Uma delegação da Conferência Eclesial da Amazônia (CEAMA) reuniu-se com o Cardeal Mario Grech, Secretário-Geral do Sínodo, e com o Padre Giacomo Costa, SJ, para compartilhar os progressos, desafios e esperanças da jornada sinodal no território amazônico.
Comunhão e esperança
Durante o encontro, os representantes da CEAMA —incluindo o Cardeal Pedro Barreto, Mauricio López, Monsenhor Zenildo Lima, Irmã Laura Vicuña e Patricia Gualinga— apresentaram a riqueza e a vitalidade do processo sinodal que está sendo vivenciado nas Igrejas locais da Amazônia.
Eles enfatizaram que o Sínodo para a Amazônia, realizado em 2019, “não apenas deixou marcas profundas nas comunidades, mas continua a inspirar novas maneiras de ser Igreja por meio da escuta, da participação e do discernimento conjunto”.

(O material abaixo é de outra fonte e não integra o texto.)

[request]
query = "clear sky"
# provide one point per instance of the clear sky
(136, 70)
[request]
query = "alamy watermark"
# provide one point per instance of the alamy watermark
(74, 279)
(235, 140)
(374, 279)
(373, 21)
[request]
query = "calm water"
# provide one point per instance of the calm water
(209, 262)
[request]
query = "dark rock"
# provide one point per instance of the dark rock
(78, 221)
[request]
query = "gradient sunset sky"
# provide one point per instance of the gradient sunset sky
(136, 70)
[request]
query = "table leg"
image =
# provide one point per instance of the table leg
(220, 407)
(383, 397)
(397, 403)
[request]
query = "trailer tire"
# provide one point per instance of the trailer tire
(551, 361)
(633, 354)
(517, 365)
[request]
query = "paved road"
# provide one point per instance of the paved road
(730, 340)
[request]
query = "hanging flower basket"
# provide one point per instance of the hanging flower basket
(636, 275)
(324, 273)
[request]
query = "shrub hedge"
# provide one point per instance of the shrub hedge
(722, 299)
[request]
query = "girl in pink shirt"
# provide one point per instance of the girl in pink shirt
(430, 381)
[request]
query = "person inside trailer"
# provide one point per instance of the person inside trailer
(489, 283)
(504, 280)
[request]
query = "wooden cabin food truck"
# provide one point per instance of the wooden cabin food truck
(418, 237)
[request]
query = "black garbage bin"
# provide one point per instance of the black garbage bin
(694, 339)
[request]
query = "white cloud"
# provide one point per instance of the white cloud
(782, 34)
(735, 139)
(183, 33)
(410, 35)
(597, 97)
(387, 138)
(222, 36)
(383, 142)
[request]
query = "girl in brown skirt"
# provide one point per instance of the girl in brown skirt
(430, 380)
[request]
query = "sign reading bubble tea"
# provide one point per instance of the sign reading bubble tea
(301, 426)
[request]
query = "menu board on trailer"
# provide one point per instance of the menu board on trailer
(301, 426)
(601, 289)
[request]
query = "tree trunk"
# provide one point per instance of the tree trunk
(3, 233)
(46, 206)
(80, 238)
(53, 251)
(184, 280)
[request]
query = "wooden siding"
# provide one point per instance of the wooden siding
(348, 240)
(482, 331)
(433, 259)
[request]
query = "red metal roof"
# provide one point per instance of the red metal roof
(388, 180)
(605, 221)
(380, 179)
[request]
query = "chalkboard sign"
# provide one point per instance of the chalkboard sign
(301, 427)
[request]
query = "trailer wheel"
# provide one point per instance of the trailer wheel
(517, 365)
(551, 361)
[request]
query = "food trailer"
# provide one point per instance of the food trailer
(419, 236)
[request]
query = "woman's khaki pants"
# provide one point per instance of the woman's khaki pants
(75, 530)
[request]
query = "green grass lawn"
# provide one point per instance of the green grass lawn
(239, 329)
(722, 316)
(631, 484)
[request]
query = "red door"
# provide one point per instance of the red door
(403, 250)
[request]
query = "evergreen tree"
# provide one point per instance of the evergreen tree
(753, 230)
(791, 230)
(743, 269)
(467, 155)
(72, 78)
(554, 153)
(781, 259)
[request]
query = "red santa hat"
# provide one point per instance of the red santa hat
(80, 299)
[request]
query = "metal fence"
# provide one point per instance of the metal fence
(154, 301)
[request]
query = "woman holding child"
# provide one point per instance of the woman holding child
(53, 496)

O Cardeal Barreto observou que “nosso maior desafio hoje é fortalecer a relação entre a REPAM e a CEAMA, como expressões complementares da mesma missão”. Nessa mesma linha, Mauricio López afirmou: “Caminhamos juntos com o Sínodo; agora vivemos um tempo de transição que nos convida a confiar e continuar caminhando juntos”.
Igreja Viva nos Territórios Amazônicos
Irmã Laura Vicuña enfatizou que “nos territórios existe a sensação de uma Igreja viva, onde conselhos pastorais, leigos, vida consagrada e povos indígenas estão impulsionando verdadeiros processos sinodais“.
Por sua vez, Patricia Gualinga lembrou que “a Amazônia é um território específico, um mundo diferente que o Papa Francisco soube ouvir e valorizar”, destacando o papel dos povos indígenas na formação de uma Igreja com rosto amazônico.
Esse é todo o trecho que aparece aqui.